Thursday 19 June 2008

A VIDA É LÍQUIDA




"Vem, senhora, estou só, me diz a Vida.
Enquanto te demoras nos textos eloqüentes
Aqueles onde meditas a carne, essa coisa
Que geme sofre e morre, ficam vazios os copos
Fica em repouso a bebida, e tu sabes que ela é mais viva
Enquanto escorre. Se te demoras, começas a pensar
Em tudo que se evola, e cantarás: como é triste
O poente. E a casa como é antiga. Já vês
Que te fazes banal na rima e na medida.

Corre. O casaco e o coturno estãos em seus lugares.
Carminadas e altas, vamos rever as ruas
E como dizia o Rosa: os olhos nas nonadas.
Como tu dizes sempre: os olhos no absurdo.

Vem. Liquidifica o mundo."

foto -> Johnny Martins (uma rua dentro da noite de Recife)

texto -> Hilda Hilst (Alcoólicas, Canto VI)

Sunday 8 June 2008

A Interpretação dos Sonhos


Querida amiga,

esta madrugada (já era dia claro, na verdade), acordei com um sonho que me tocou muito.
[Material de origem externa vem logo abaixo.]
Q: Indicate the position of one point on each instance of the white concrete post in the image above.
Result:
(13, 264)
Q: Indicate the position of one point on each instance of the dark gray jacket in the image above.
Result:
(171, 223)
sonhei que estava com dois meninos, desconhecidos, olhando umas imagens (telas) pintadas em pedras que ficavam na beira de um rio ou mar. cada imagem, ao ser observada com mais atenção, revelava detalhes novos, novas cores ou elementos. os meninos eram adolescentes e não tinham ido lá comigo. ao ouvir os comentários deles, fascinados, "lembrei-me" de que aquelas imagens tinham sido feitas por mim e mais alguns amigos, dos quais, tu tinhas sido uma das artistas. falei pra os meninos: "eu e uns amigos fizemos essas pinturas". estávamos contemplando as "telas" no mesmo espaço, no meio das pedras, que pareciam mesmo pedras de beira de mar. os meninos começaram uma brincadeira de agarra-agarra que me pareceu um jogo bem erótico. deixei-os lá "brincando" e continuei olhando as "telas". na última delas (a que me lembro ter visto logo antes de acordar), era a imagem de uma "janela", mas parecia a janela de uma prisão ou calabouço. ficava na parte de baixo de uma pedra e eu tive que me abaixar pra poder ver melhor. quando me abaixei, a imagem, que era um quadrado com grades, iluminou-se, como se um projetor tivesse lançado um filme sobre ela e, sobre a grade escura, passava uma luz azul, cor de água de piscina, e a imagem de um corpo branco masculino (uma silhueta ou sombra, só que totalmente branca, cor de cal) como se estivesse nadando. ao lado, havia um texto e eu ouvi uma música (como se cantada pelo Pato Fu!). dizia o seguinte (música/texto):

pai coral, espírito das pedras,
quero ver quem depois
vai ter coragem de se banhar nesse rio
e depois
desaguar nesse mar de realidade

olha pra mim!


eu tinha ido lá para ver "algo", ou talvez buscar alguma coisa que ficava mais fundo, dentro das pedras. eu tinha que penetrar mais fundo em algum buraco para chegar em algum lugar. era escuro, mas as imagens me davam vontade de continuar caminhando, sem medo.

quando eu ainda estava na "superfície", iluminada pelo Sol, chegaram umas meninas, também adolescentes, muito lindas. uma delas tinha uma tatuagem ao redor do olho esquerdo, como se fosse lápis delineador, mas era uma tatuagem. eu tive a sensação de já ter visto aquela imagem em alguma fotografia.

acordei encantado! liguei a luz e fui imediatamente copiar o texto. tentei relembrar as outras telas do sonho e seus respectivos textos (todas tinham um texto ao lado -- um poema -- que acrescentava novas significações ao que estava pintado), mas não consegui recuperar da memória. fiquei com a sensação de que esse sonho era uma "continuação" de um sonho tido na noite anterior.

ai, que falta me faz a psicanálise!

beijo!

texto -> e-mail enviado a uma amiga hoje.